The design is likely to be the show’s talking point in any language, coupling as it does the best of British and American talent with a new $100 million-plus playhouse specifically adapted to accommodate the demands of the piece.
The aquamarine stage curtain, Gothic tracery encoded within it, rises to reveal set designer Heidi Ettinger’s ever-shifting array of cubes that join Jerome Sirlin’s projections to conjure the medieval world of the Parisian bell tower inhabited by Sarich’s misshapen orphan Quasimodo, his unyielding master Frollo (Norbert Lamla) and a trio of very chatty gargoyles who lead this show’s answer to “Be Our Guest,” the sprightly “A Guy Like You.”
Among its many wonders, the design — Rick Fisher’s jets of light included — works by intimation and not intimidation, while enfolding within it a triangular love story that finds Quasimodo and Frollo vying for the gypsy girl Esmeralda (Judy Weiss), whose fate — in marked contrast to the Disney film — lies with neither man. (Complicating the geometry is the gallant Phoebus, played by Fredrik Lycke, this show’s answer to “Les Miz’s” Marius.) While platforms shoot out from the sides of the set, little gets played on the stage itself, apart from the occasional scene of roisterous street life that Lar Lubovitch’s choreography makes somewhat self-consciously “colorful.”

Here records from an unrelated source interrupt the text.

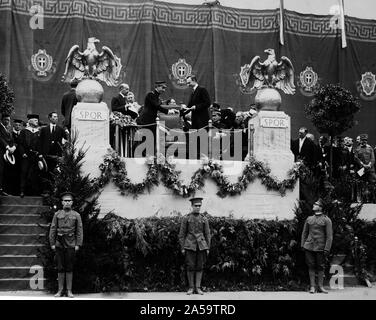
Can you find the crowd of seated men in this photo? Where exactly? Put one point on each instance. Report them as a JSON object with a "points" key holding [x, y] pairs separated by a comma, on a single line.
{"points": [[342, 158], [29, 154]]}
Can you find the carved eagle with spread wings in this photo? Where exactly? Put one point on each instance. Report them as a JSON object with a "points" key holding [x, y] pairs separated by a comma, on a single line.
{"points": [[104, 66], [269, 73]]}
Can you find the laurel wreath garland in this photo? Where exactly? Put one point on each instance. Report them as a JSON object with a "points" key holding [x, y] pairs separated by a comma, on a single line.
{"points": [[113, 168]]}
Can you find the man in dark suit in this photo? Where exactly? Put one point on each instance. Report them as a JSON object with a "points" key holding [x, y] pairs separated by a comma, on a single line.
{"points": [[6, 144], [12, 175], [119, 101], [304, 149], [199, 103], [68, 102], [28, 149], [152, 105], [50, 144]]}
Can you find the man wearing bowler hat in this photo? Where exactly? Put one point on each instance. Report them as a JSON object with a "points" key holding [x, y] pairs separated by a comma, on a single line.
{"points": [[317, 237], [194, 238], [66, 236], [365, 157]]}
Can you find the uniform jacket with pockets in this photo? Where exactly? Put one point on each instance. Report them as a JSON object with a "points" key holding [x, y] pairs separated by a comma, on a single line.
{"points": [[66, 229], [317, 233], [194, 232]]}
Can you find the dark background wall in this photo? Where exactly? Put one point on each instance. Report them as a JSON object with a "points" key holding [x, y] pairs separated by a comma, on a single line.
{"points": [[150, 37]]}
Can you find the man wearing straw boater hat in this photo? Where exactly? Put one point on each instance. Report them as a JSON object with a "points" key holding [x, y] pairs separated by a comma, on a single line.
{"points": [[194, 238], [7, 148], [317, 237], [66, 236], [153, 105]]}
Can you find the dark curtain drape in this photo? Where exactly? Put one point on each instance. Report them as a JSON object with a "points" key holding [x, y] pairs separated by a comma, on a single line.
{"points": [[150, 37]]}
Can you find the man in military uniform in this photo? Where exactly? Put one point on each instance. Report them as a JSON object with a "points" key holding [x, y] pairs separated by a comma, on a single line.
{"points": [[51, 139], [365, 157], [152, 105], [194, 238], [317, 237], [66, 236]]}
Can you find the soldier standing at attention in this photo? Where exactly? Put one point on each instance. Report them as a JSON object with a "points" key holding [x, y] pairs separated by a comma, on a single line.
{"points": [[66, 235], [194, 238], [317, 237]]}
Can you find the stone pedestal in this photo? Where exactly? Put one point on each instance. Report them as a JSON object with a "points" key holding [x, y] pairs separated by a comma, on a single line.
{"points": [[271, 141], [91, 123]]}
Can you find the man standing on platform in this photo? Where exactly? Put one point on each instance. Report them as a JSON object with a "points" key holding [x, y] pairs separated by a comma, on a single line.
{"points": [[152, 105], [28, 149], [68, 102], [50, 144], [199, 103], [6, 145], [13, 176], [119, 103], [194, 238], [66, 237]]}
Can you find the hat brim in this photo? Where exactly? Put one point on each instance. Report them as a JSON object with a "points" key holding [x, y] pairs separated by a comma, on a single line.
{"points": [[9, 157]]}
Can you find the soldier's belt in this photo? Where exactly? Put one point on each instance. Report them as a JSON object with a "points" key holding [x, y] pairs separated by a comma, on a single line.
{"points": [[65, 234]]}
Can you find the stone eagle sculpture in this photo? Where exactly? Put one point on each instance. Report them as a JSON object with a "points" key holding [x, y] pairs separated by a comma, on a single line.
{"points": [[269, 73], [104, 66]]}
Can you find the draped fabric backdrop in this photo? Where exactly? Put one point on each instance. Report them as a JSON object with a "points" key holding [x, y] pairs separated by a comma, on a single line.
{"points": [[150, 36]]}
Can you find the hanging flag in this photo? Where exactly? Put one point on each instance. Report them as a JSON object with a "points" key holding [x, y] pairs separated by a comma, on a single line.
{"points": [[281, 23], [342, 23]]}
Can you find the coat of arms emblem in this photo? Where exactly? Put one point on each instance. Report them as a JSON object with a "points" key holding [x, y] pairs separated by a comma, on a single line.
{"points": [[180, 71], [366, 86], [308, 81], [42, 65]]}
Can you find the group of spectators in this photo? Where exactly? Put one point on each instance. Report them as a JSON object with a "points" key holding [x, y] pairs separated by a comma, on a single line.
{"points": [[29, 152], [354, 161]]}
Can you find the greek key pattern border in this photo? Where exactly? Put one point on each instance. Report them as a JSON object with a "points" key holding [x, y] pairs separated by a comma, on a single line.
{"points": [[188, 16], [153, 12]]}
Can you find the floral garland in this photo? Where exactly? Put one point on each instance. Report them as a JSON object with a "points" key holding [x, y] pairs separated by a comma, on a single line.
{"points": [[113, 168]]}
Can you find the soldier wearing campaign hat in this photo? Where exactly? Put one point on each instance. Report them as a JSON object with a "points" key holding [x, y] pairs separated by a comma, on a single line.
{"points": [[365, 157], [153, 104], [66, 237], [28, 150], [194, 238], [317, 237]]}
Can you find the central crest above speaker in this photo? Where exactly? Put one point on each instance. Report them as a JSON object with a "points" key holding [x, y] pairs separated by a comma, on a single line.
{"points": [[91, 64]]}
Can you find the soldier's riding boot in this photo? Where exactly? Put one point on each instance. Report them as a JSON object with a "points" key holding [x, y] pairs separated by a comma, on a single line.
{"points": [[198, 282], [60, 279], [69, 284], [190, 275], [320, 276], [312, 275]]}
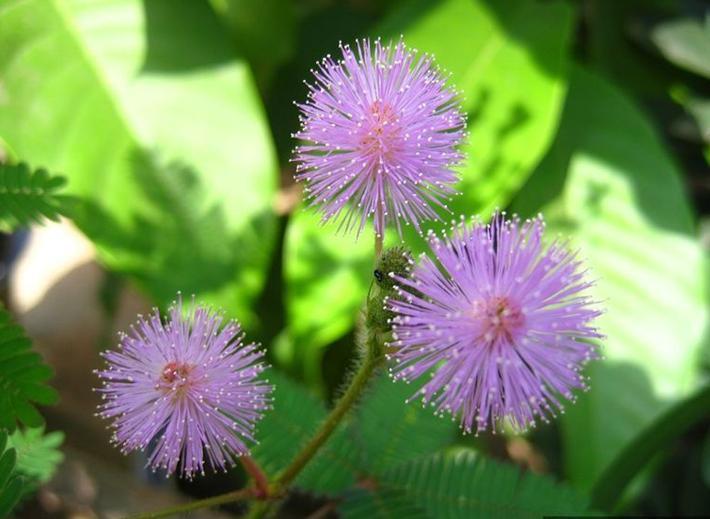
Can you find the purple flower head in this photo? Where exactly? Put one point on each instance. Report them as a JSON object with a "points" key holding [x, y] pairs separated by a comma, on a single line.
{"points": [[382, 133], [501, 324], [186, 389]]}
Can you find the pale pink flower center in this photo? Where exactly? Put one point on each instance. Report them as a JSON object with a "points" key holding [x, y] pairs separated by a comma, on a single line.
{"points": [[177, 377], [381, 136], [500, 319]]}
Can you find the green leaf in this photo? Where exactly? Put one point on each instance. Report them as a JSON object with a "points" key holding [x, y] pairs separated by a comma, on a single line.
{"points": [[10, 495], [328, 275], [28, 196], [38, 454], [634, 457], [285, 430], [685, 42], [462, 485], [609, 184], [264, 30], [390, 431], [163, 135], [377, 504], [22, 377], [484, 45], [11, 484]]}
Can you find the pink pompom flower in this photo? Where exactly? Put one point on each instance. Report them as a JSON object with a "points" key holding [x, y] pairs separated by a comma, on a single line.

The prevailing tone is far and away the most somber of the three Disney film-to-stage shows yet. That’s in keeping with the Gothic intensity of Hugo’s 1831 novel, if not with the facetious screenplay of three years ago whose central character, the relentlessly cutesy “Quasi,” bears scant relation to the afflicted figure Sarich so memorably cuts here, complete with a soaring tenor that suggests him as a potential Phantom.
Sarich benefits from some of the evening’s most singular images, among them the sudden, stark sight of Quasimodo hoisting Esmeralda aloft after a rescue that has the performer vaulting about the set in fearless pursuit of his not-quite-prize.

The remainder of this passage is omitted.